Seeing the Web of Microbes
New Web-based Tool Hosted at NERSC Helps Visualize Exometabolomic Data
March 4, 2019
By Jennifer Huber
Understanding nutrient flows within microbial communities is important to a wide range of fields, including medicine, bioremediation, carbon sequestration, and sustainable biofuel development. Now, researchers from Lawrence Berkeley National Laboratory (Berkeley Lab) have built an interactive, web-based data visualization tool to observe how organisms transform their environments through the increase and decrease of metabolites — enabling scientists to quickly see patterns in microbial food webs.
This visualization tool — the first of its kind — is a key part of a new data repository, the Web of Microbes (WoM) that contains liquid chromatography mass spectrometry datasets from the Northen Metabolomics Lab located at the U.S. Department of Energy’s Joint Genome Institute (JGI). The Web of Microbes project is an interdisciplinary collaboration between biologists and computational researchers at Berkeley Lab and the National Energy Research Scientific Computing Center (NERSC). JGI and NERSC are both DOE Office of Science user facilities.

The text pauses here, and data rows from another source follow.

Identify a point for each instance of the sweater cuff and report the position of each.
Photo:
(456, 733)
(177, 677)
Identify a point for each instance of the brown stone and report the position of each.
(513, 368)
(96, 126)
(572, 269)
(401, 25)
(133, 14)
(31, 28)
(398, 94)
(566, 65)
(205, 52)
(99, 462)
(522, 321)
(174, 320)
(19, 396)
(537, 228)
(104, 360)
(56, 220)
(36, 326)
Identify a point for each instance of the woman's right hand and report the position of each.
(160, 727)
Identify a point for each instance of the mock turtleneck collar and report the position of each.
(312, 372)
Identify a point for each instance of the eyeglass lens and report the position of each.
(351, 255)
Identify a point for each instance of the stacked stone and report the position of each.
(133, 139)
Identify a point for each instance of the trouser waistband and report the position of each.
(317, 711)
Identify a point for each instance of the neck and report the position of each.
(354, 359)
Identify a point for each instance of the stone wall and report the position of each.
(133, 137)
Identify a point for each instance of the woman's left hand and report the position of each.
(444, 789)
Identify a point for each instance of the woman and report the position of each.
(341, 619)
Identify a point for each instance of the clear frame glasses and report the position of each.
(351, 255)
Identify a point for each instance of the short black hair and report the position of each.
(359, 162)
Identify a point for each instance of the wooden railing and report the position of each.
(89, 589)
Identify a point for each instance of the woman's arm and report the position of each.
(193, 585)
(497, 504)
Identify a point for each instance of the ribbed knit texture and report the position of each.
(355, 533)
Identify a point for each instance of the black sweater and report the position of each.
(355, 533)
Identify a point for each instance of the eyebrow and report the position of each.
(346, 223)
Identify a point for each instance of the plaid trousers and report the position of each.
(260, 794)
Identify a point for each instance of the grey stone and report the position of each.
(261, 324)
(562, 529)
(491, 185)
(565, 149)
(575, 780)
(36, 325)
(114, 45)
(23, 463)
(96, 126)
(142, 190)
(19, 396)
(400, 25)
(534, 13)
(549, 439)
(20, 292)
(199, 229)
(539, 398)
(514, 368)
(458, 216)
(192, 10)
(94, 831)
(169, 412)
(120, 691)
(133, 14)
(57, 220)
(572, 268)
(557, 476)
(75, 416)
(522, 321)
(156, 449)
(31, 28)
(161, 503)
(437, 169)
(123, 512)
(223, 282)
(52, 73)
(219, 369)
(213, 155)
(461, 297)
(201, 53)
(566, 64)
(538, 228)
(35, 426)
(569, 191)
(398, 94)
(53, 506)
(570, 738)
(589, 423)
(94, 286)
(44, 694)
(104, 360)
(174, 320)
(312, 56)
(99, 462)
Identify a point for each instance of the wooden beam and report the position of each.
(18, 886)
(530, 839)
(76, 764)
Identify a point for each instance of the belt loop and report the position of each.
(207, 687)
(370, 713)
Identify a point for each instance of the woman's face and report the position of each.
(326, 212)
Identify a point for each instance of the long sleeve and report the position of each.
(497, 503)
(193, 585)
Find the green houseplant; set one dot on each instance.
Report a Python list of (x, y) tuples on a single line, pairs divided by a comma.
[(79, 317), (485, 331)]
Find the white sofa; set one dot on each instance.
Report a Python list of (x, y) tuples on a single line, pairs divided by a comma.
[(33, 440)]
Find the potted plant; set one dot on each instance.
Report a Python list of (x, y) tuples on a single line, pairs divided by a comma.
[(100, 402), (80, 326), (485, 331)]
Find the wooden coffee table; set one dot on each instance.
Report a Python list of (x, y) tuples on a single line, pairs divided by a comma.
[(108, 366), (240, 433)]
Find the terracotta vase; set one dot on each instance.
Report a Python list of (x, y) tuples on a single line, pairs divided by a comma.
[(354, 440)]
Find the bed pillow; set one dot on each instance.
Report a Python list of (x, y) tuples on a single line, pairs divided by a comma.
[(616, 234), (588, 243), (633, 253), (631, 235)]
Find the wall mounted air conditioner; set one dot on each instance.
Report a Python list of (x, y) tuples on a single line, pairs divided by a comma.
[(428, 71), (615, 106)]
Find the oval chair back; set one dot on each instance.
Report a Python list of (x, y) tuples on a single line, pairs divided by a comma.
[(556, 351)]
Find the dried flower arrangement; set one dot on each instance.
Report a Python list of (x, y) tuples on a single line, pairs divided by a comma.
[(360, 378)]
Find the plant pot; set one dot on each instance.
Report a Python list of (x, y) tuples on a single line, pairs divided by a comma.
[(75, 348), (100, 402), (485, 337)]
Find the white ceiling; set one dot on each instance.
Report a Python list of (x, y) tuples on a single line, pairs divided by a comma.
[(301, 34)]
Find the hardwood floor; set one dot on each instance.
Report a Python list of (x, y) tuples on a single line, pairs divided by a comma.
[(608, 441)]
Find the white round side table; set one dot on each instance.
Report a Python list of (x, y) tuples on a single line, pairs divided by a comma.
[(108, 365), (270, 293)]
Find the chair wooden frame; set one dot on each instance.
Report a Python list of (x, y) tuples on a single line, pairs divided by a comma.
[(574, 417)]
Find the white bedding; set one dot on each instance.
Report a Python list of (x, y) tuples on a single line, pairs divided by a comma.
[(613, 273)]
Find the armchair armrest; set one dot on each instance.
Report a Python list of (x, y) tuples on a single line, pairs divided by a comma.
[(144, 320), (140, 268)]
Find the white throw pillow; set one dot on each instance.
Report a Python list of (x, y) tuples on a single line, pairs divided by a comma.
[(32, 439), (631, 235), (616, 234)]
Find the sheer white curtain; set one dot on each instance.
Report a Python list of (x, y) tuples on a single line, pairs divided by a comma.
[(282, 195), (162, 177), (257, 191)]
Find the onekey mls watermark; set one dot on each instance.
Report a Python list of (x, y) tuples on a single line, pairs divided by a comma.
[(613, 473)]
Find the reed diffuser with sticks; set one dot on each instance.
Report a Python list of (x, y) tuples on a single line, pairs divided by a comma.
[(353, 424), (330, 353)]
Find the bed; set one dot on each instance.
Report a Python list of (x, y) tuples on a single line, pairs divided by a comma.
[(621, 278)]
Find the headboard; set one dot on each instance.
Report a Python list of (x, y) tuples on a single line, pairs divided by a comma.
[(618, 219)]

“While most existing databases focus on metabolic pathways or identifications, the Web of Microbes is unique in displaying information on which metabolites are consumed or released by an organism in an environment such as soil,” said Suzanne Kosina, a senior research associate in Berkeley Lab’s Environmental Genomics & Systems Biology (EGSB) Division, a member of the DOE ENIGMA Scientific Focus Area, and lead author on a paper describing WoM published in BMC Microbiology. “We call them exometabolites since they are outside of the cell. Knowing which exometabolites a microbe ‘eats’ and produces can help us determine which microbes might benefit from growing together or which might compete with each other for nutrients.”
Four Different Viewpoints
Four different viewing methods are available by selecting the tabs labeled “The Web,” “One Environment,” “One Organism,” and “One Metabolite.” “The Web” view graphically displays data constrained by the selection of an environment, while the other three tabs display tabular data from three constrainable dimensions: environment, organism, and metabolite.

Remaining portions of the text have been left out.